Du café de Nespresso à une véritable passion pour l’eau
Ingénieur alimentaire de formation, Mike Hecker a participé au début de l’aventure de la marque Nespresso dont il a été le premier directeur marketing, une activité passée "de zéro à près de 200 millions d’euros de chiffre d’affaires avant que l’appel de l’entrepreneuriat" le pousse à cofonder la société de livraison d’eau Eden Springs (Château d’Eau en France, devenu Culligan).
"Je me suis dit qu’il fallait trouver une manière de sublimer l’eau de robinet"
"Cela a été un beau succès mais avec plus de 1000 camions qui circulaient pour livrer les bonbonnes à eau, je me suis rendu compte que j’étais aussi un pollueur. Étant un amoureux de la montagne, voyant le glacier qui s’effondre devant nous, je me suis dit qu’il fallait trouver une manière de sublimer l’eau de robinet. Et en appliquant un peu ce que j’ai appris chez Nespresso (le designer historique de Nespresso, Antoine Cahen, a collaboré au projet, NDLR), à savoir le développement produit, la technologie au service d’un produit, un goût amélioré. Le modèle Be WtR est né."

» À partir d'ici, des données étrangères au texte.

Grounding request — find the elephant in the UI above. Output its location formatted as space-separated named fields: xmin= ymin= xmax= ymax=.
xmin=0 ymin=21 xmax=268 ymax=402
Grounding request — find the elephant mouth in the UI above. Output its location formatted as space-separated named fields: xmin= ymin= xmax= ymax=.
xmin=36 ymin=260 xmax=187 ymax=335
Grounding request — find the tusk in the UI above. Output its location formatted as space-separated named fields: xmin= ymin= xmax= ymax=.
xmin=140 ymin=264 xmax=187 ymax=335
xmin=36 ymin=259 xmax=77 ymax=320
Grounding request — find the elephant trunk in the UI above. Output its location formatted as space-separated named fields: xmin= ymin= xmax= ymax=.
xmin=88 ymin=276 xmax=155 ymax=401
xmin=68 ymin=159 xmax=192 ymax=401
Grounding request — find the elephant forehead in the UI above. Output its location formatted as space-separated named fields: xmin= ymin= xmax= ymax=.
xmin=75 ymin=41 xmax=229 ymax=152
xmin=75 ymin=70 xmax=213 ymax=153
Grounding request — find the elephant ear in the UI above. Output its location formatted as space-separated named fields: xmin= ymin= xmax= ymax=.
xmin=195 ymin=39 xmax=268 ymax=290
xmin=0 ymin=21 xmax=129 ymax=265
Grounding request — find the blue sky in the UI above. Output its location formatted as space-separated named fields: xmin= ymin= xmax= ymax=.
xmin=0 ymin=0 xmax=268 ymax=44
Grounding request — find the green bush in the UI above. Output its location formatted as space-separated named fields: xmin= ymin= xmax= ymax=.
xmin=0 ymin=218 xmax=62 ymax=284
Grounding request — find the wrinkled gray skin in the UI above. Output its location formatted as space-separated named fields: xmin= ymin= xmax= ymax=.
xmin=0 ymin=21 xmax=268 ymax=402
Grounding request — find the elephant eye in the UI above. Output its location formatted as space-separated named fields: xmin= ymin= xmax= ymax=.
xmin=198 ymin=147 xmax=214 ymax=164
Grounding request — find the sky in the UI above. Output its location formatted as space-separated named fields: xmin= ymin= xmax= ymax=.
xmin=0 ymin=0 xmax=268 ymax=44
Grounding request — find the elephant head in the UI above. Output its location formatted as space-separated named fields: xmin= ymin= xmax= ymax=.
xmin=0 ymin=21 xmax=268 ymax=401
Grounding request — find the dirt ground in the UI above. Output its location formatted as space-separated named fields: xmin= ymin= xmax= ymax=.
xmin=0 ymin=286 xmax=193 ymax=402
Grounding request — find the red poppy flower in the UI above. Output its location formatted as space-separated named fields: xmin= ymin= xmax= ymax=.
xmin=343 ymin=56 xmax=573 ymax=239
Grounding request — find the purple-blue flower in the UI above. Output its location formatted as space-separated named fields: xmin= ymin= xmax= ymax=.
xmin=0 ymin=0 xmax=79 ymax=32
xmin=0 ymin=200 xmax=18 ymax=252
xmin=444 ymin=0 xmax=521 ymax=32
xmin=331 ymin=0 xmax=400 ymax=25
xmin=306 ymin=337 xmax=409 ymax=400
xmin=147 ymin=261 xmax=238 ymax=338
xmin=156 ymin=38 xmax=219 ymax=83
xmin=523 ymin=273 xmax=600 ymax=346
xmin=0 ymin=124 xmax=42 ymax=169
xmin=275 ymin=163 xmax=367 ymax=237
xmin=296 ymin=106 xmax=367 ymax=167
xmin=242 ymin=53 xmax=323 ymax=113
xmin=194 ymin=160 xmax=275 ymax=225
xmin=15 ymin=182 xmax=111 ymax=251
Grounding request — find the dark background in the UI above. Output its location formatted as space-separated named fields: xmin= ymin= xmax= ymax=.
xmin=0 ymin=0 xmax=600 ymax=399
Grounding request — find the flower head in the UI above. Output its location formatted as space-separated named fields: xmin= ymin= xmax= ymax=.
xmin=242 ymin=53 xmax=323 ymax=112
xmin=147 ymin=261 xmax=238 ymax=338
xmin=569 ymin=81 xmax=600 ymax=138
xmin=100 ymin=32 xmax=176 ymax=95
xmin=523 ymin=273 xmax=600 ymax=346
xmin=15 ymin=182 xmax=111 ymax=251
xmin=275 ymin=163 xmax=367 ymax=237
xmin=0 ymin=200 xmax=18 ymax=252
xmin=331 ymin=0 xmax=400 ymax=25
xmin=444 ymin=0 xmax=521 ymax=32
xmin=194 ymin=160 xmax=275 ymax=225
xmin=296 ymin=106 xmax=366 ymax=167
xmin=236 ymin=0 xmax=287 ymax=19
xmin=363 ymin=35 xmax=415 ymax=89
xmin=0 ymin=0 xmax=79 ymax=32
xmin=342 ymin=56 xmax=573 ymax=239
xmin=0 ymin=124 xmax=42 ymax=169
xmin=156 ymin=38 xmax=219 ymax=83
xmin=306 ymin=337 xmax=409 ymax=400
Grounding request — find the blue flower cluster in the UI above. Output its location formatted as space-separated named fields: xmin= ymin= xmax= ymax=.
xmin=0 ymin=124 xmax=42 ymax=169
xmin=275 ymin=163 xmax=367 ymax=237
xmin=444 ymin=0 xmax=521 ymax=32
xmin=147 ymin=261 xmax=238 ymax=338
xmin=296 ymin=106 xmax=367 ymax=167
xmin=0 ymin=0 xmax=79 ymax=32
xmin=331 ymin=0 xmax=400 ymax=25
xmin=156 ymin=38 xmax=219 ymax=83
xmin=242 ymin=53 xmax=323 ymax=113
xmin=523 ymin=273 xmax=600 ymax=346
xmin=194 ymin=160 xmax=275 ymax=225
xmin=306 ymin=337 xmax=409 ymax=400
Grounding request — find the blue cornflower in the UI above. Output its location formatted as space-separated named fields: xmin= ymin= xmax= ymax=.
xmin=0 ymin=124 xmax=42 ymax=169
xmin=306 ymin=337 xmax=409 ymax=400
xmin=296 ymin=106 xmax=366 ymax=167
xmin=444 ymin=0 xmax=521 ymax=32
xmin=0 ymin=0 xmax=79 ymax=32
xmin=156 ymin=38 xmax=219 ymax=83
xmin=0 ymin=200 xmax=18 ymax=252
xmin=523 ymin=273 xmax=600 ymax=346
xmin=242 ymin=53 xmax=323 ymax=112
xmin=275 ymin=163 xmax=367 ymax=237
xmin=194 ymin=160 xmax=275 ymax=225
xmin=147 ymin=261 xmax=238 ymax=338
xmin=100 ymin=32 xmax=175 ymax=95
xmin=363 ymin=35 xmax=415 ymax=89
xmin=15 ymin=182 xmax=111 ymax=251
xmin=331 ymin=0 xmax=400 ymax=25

Produire et consommer en local
Un modèle durable donc. "Quand il y a une bouteille Be WtR sur la table, soit elle aura été embouteillée sur place si l’établissement est équipé sous son comptoir, d’un système que nous avons développé et qui intègre un filtre haute performance, soit elle l’a été dans un rayon de 10 ou 15 kilomètres, détaille Gautier Richard, directeur général Be WtR France. L’idée est de ne pas avoir une eau embouteillée à Nice et consommée à Bordeaux. C’est cette logique que nous dupliquons."
Des restaurants et hôtels haut de gamme déjà clients
La Côte d’Azur est ainsi un terrain de jeu idéal pour l’entreprise puisque sa clientèle est celle des restaurants et hôtels haut de gamme. Cinq établissements hôteliers du territoire sont les premiers clients, "engagés même un an avant l’ouverture de l’usine niçoise".
Les particuliers pourront aussi en bénéficier. Le système de filtration à installer chez soi est actuellement testé en Suisse.
Plus d’un million de bouteilles par an dans l’usine de Nice
S’il ne communique pas son chiffre d’affaires actuel, Be WtR vise les 100 millions d’euros à 2028. Dans les semaines à venir, de nouvelles usines ouvriront à Toronto et à Marrakech, mais aucune n’est pour l’heure prévue en France. "Cela se fera en fonction de la demande", précise ses dirigeants qui réfléchissent toutefois à implanter un site à Monaco pour alimenter directement les hôtels et palaces de la Principauté.
L’usine de Nice qui fonctionne pour l’heure avec 2 salariés, devrait rapidement étoffer son effectif jusqu’à 10 personnes, suivant le rythme de production. Sa capacité maximale est de plus d’un million de bouteilles par an. Un chiffre que l’entreprise espère atteindre dès la fin 2026.